Mantengo una relación intensa, amorosa y permanente con los árboles. Me siento ciudadana en un cielo arbolado. Cuando me refugio entre los árboles dejo de sentir añoranza por el mar, quizá porque pienso que los dos son uno. En ellos encuentro todo: son mis maestros. Puedo detenerme ante uno y quedarme largo tiempo contemplándolo. Siempre les encuentro figuras e imagino muchas historias. Ninguno es igual a otro, cada árbol es único. A veces pienso que me gustan mucho porque al lado de un árbol recibí mi primer beso. Otras veces, digo que nací en uno de ellos.
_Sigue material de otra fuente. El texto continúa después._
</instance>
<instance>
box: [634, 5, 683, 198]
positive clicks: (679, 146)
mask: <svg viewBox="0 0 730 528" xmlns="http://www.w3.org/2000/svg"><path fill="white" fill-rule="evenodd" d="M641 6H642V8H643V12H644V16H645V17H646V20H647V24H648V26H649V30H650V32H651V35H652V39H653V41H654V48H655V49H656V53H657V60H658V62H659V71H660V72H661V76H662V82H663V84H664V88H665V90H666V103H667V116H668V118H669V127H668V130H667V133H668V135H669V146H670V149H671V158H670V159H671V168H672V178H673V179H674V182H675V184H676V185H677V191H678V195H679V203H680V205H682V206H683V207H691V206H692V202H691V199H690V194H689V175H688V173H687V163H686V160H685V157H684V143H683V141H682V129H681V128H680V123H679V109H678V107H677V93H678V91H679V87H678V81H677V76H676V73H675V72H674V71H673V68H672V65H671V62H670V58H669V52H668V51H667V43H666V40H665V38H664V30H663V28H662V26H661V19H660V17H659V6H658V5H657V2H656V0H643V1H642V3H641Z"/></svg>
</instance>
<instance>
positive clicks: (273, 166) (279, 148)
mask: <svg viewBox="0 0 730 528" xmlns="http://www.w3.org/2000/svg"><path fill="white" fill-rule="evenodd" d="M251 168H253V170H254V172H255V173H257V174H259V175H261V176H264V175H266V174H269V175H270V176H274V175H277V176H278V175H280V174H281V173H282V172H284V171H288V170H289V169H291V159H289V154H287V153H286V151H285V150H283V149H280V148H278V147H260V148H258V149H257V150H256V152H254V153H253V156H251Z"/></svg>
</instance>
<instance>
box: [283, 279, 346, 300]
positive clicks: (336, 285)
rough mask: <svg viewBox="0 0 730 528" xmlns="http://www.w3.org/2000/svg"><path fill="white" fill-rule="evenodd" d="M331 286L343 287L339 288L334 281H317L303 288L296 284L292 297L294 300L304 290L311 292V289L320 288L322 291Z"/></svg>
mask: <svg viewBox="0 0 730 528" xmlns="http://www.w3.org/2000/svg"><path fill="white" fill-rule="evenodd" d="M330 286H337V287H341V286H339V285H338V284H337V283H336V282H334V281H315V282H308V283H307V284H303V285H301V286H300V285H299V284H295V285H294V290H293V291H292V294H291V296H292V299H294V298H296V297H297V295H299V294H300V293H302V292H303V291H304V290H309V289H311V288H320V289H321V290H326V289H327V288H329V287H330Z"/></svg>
Cuántas veces me he sentido árbol: desde una rama frágil hasta un tronco fuerte; he sido raíz, pero también me han cortado y han hecho leña. Soy una privilegiada al vivir entre una excesiva naturaleza y no puedo alejarme de ella. Me complazco al saber que planté un árbol, tengo una hija y nunca escribiré un libro. Sin embargo, en mi mirada llevo cientos de árboles. Y muchos han sido fotografiados como una manera de guardar testimonio y hacerme sentir que soy una partícula de polvo en el árbol que estoy mirando. O decir: soy ese árbol.